Inguinal hernia: Treatment, symptoms, advice and help
About Inguinal hernia
Inguinal hernia is a protrusion of abdominal cavity contents (intestine or fatty tissue) through a weakness in the abdominal wall. Inguinal hernia can be of two types namely direct (intestinal loop protrude through a fold in the groin) and indirect hernia (intestinal loop passes through the inguinal canal).
Inguinal hernia: Incidence, age and sex
Inguinal hernia is very common (life time risk is 27% for men & 3% for women) and affects an individual of any age. Indirect hernia is more frequent than direct hernia and affects only men. However, direct hernia can affect both sexes and especially the elderly individuals.
Signs and symptoms of inguinal hernia: Diagnosis
The patient complains of swelling and/ or discomfort in the groin or pain which gets referred to the testicle during heavy work or on doing strenuous exercise. The affected individual may also experience a feeling of heaviness in the groin region.
The affected individual should be examined in a standing position. The doctor looks for a swelling in groin region which may become obvious on coughing. The diagnosis of inguinal hernia is clinical only and does not require any investigations.
Causes and prevention of inguinal hernia
The hernia usually occurs as a result of weak lower abdominal musculature. Predisposing factors include smoking and jobs involving straining and heavy lifting. Other factors like pregnancy, aging and straining while defecating may also contribute to weakening of abdominal muscles. Damage to the ilioinguinal nerve which may occur during appendix surgery is another cause. Patients prone to hernia are advised to stop smoking and avoid activities that increase intra-abdominal pressure (heavy weightlifting) and maintain ideal weight.
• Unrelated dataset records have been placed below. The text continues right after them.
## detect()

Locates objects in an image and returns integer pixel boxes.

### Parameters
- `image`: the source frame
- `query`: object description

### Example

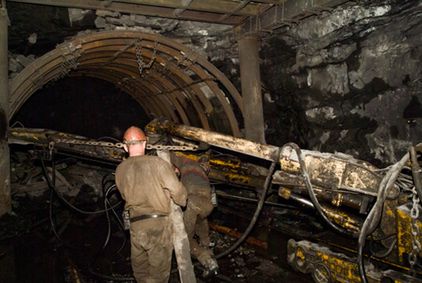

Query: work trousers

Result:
[129,217,173,283]
[183,194,215,268]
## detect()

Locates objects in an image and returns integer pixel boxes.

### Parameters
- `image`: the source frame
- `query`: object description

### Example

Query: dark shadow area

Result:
[11,76,149,139]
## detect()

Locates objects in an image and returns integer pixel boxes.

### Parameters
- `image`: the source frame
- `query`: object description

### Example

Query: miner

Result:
[115,126,188,283]
[171,152,219,277]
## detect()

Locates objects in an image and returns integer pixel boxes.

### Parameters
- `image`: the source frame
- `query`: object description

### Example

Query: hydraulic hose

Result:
[40,158,122,215]
[216,150,279,259]
[284,143,356,237]
[357,152,409,283]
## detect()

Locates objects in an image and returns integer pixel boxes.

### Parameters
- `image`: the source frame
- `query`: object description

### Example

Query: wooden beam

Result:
[241,0,349,32]
[7,0,246,25]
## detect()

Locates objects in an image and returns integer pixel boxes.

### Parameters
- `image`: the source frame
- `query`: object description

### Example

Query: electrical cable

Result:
[284,143,356,237]
[47,162,63,242]
[216,190,300,210]
[41,158,122,215]
[102,186,113,249]
[86,180,133,281]
[215,149,279,259]
[357,152,409,283]
[39,154,130,281]
[369,239,397,259]
[10,120,25,128]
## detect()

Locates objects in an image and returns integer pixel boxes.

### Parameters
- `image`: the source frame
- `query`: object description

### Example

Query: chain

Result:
[147,144,198,151]
[56,44,81,80]
[408,186,422,271]
[135,38,158,77]
[54,138,198,151]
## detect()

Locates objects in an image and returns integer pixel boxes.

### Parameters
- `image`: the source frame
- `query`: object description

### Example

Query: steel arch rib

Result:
[10,30,242,136]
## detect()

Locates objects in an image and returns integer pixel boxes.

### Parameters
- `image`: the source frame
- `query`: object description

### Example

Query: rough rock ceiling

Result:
[8,0,351,35]
[6,0,353,137]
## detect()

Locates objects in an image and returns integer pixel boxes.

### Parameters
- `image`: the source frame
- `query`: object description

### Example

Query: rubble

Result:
[8,53,36,78]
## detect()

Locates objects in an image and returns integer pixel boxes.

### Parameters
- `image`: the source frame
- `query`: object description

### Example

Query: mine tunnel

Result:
[1,1,422,283]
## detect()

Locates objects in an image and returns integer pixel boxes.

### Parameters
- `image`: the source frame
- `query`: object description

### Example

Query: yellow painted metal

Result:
[289,239,422,283]
[174,151,265,188]
[288,239,364,283]
[396,205,422,264]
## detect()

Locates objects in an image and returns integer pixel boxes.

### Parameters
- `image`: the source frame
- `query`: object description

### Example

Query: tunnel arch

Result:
[10,30,243,136]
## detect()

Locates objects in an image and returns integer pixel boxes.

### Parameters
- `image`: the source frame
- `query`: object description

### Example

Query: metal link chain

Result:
[408,186,421,271]
[135,38,158,77]
[56,44,81,80]
[54,138,198,151]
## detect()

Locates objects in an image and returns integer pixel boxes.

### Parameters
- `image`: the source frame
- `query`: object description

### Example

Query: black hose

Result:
[284,143,355,237]
[102,186,113,249]
[215,150,279,259]
[357,152,409,283]
[41,158,122,215]
[369,239,397,258]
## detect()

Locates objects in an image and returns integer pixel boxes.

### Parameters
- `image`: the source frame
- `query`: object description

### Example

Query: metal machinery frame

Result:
[9,119,422,283]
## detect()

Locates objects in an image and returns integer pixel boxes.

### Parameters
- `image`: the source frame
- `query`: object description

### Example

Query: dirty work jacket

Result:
[115,155,187,215]
[171,153,211,198]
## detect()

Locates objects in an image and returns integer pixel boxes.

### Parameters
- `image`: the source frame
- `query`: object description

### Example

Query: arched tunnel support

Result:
[9,30,244,136]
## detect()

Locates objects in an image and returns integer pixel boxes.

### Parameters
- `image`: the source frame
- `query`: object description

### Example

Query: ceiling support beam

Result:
[7,0,245,25]
[94,0,261,16]
[173,0,194,17]
[241,0,349,33]
[7,0,263,24]
[218,0,251,22]
[238,33,265,144]
[0,0,11,217]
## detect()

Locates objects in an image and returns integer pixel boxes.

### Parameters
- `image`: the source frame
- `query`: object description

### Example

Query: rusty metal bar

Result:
[241,0,349,33]
[117,0,261,15]
[8,0,262,16]
[0,1,10,216]
[218,0,251,22]
[77,50,212,129]
[238,33,265,143]
[10,31,243,136]
[209,223,268,250]
[173,0,193,17]
[8,0,245,25]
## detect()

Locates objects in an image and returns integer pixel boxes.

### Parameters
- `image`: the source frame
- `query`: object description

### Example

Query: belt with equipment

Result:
[130,213,168,223]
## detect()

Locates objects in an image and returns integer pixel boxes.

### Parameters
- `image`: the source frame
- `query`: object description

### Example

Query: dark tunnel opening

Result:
[11,76,149,140]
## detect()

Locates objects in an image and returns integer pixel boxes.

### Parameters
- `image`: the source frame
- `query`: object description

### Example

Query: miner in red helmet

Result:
[115,126,187,283]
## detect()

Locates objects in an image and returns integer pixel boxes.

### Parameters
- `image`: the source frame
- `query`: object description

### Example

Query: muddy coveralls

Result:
[115,155,187,283]
[171,153,218,274]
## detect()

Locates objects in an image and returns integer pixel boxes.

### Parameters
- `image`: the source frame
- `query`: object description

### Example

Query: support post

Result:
[0,0,11,217]
[238,33,266,144]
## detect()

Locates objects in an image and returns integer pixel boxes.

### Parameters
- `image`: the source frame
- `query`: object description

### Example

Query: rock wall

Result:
[261,0,422,166]
[7,1,422,165]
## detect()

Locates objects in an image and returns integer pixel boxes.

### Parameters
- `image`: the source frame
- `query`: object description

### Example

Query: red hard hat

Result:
[123,126,147,144]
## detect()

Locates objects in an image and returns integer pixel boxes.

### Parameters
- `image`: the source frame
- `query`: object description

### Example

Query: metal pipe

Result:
[0,0,10,216]
[147,120,279,161]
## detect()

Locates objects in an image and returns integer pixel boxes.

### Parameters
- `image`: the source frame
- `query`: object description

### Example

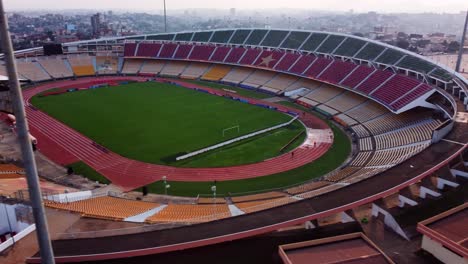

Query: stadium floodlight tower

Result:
[0,0,55,263]
[162,175,170,195]
[455,9,468,73]
[163,0,167,33]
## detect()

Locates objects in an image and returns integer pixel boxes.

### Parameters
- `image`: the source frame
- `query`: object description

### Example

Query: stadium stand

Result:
[365,143,429,167]
[239,48,262,65]
[362,111,433,135]
[146,204,231,223]
[45,196,158,221]
[122,59,144,74]
[316,104,340,115]
[372,75,421,104]
[221,67,254,84]
[67,55,95,76]
[340,65,376,88]
[159,43,178,58]
[355,70,394,95]
[235,197,295,214]
[391,84,433,109]
[284,79,322,92]
[173,44,194,59]
[324,91,367,112]
[351,124,371,138]
[374,120,440,149]
[224,47,247,63]
[318,60,357,84]
[189,45,216,61]
[253,50,284,68]
[242,70,277,88]
[345,101,388,123]
[289,54,317,75]
[160,61,189,77]
[274,52,301,72]
[285,181,331,195]
[303,84,343,103]
[350,151,373,167]
[324,167,361,182]
[210,46,232,62]
[359,137,373,151]
[95,56,118,74]
[297,97,320,107]
[139,60,166,74]
[334,114,359,126]
[13,29,468,263]
[37,57,74,79]
[304,57,333,78]
[201,64,232,81]
[136,43,162,57]
[261,74,298,93]
[180,62,210,79]
[16,60,51,81]
[124,43,137,57]
[0,164,24,173]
Inguinal hernia: Complications
An untreated hernia will gradually increase in size. The swelling may become irreducible, the contents may become inflamed (Incarcerated hernia) or the lumen of the visceral content may obstruct leading to intestinal obstruction. The most serious complication is the strangulation of the intestinal loop wherein the blood supply of affected intestinal loop is cut off. This is a medical emergency which must immediately be handled.
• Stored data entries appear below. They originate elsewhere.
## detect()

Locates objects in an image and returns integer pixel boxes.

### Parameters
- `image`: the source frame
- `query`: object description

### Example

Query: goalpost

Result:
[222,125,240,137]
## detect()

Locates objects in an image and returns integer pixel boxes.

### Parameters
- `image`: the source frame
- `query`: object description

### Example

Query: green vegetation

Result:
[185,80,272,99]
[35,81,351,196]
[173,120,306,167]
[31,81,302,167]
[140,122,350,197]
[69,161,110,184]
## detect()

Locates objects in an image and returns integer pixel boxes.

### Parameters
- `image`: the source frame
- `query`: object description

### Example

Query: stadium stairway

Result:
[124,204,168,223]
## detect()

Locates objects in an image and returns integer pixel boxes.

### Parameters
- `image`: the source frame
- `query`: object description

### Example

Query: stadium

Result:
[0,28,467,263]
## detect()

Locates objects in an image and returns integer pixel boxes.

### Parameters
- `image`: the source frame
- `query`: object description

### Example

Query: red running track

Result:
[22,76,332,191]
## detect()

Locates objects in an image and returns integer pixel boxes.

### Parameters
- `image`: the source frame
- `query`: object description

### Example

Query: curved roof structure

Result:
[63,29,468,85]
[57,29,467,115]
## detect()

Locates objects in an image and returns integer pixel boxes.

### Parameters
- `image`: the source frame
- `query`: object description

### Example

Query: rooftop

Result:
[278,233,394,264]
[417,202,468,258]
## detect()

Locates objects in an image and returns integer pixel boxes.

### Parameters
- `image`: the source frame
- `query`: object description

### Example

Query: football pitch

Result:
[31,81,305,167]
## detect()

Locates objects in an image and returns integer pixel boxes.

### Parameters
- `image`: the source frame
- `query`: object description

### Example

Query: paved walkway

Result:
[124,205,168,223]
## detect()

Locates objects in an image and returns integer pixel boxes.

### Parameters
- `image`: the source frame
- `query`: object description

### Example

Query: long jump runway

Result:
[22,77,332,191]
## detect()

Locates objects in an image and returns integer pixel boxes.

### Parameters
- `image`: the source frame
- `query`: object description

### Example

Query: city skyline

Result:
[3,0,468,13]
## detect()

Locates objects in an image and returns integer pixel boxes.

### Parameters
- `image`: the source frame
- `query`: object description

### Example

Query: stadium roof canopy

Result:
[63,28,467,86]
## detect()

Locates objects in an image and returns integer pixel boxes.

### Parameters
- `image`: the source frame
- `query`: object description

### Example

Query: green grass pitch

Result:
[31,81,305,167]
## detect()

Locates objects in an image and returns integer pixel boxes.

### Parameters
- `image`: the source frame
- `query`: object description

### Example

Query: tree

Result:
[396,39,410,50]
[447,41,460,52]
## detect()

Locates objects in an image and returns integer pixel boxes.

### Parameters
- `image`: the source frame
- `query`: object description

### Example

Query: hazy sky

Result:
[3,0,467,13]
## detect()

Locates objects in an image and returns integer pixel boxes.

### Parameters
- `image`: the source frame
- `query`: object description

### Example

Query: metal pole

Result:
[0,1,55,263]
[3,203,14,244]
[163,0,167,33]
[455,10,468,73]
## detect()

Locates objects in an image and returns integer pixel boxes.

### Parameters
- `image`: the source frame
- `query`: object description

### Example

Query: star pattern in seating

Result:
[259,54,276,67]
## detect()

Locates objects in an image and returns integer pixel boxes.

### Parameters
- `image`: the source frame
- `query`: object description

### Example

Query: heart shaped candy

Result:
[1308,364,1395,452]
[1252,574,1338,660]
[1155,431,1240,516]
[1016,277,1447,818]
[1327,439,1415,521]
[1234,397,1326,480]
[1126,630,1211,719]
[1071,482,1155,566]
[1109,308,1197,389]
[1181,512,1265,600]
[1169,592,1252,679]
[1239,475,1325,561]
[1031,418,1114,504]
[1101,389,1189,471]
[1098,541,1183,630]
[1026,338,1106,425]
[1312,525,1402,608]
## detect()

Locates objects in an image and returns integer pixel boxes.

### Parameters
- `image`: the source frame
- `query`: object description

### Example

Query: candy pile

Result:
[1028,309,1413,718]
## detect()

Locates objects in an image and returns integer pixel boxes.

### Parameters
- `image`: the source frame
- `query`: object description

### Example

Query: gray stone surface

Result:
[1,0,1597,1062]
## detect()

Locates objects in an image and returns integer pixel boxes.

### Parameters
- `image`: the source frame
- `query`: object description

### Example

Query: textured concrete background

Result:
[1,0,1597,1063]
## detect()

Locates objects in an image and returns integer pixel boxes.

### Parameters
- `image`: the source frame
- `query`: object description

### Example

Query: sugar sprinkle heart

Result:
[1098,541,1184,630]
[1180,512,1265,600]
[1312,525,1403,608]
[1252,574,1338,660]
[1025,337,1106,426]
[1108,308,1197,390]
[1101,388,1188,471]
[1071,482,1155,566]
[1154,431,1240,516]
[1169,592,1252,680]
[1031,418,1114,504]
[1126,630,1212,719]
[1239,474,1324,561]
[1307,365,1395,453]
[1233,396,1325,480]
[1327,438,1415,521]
Inguinal hernia: Treatment
Surgery is the treatment of choice which can be either by open or by laparoscopic approach. The surgery involves dissecting out and opening the hernial sac and reducing the contents and then transfixing the neck of the sac and removing the remainder. It is sufficient for the treatment of hernia in the young. General anaesthesia is needed in both open and laparoscopic surgical approach. The surgery of inguinal hernia is safe and usually the individual recovers completely within a week.